On March 24, 1989, the oil tanker Exxon Valdez ran aground on Bligh Reef after leaving Valdez, causing a large oil spill, which resulted in massive damage to the environment, including the killing of around 250,000 seabirds, nearly 3,000 sea otters, 300 harbour seals, 250 bald eagles and up to 22 killer whales. It is considered to be one of the worst human-caused environmental disasters. The Valdez spill is the second largest in US waters, after the 2010 Deepwater Horizon oil spill, in terms of volume released.The oil, originally extracted at the Prudhoe Bay Oil Field, eventually impacted 1,300 miles of coastline, of which 200 miles were heavily or moderately oiled with an obvious impact.Chemical dispersant, a surfactant and solvent mixture, was applied to the slick by a private company on March 24 with a helicopter. But the helicopter missed the target area. Scientific data on its toxicity were either thin or incomplete. In addition, public acceptance of a new, widespread chemical treatment was lacking. Landowners, fishing groups, and conservation organizations questioned the use of chemicals on hundreds of miles of shoreline when other alternatives may have been available.Because Prince William Sound contained many rocky coves where the oil collected, the decision was made to displace it with high-pressure hot water. However, this also displaced and destroyed the microbial populations on the shoreline; many of these organisms are the basis of the coastal marine food chain, and others are capable of facilitating the biodegradation of oil. At the time, both scientific advice and public pressure was to clean everything, but since then, a much greater understanding of natural and facilitated remediation processes has developed, due somewhat in part to the opportunity presented for study by the Exxon Valdez spill. Despite the extensive cleanup attempts, less than ten percent of the oil was recovered.
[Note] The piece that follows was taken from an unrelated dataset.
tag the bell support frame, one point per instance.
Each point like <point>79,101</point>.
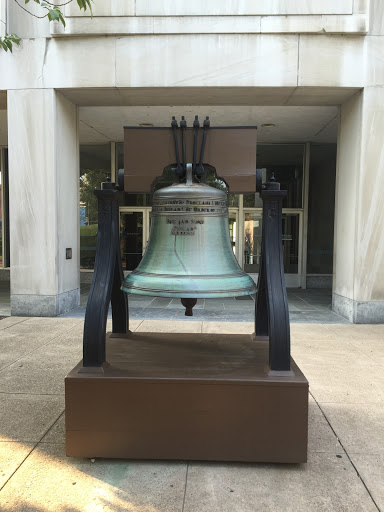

In May 2020, a team of researchers announced that a certain mile-long slope on the Barry Arm fjord in Prince William Sound would likely trigger a catastrophic tsunami within the next two decades, or possibly even within the next twelve months. The researchers cautioned their analysis had not yet been peer-reviewed. The Alaska Department of Natural Resources subsequently issued a warning that "an increasingly likely landslide could generate a wave with devastating effects on fishermen and recreationalists".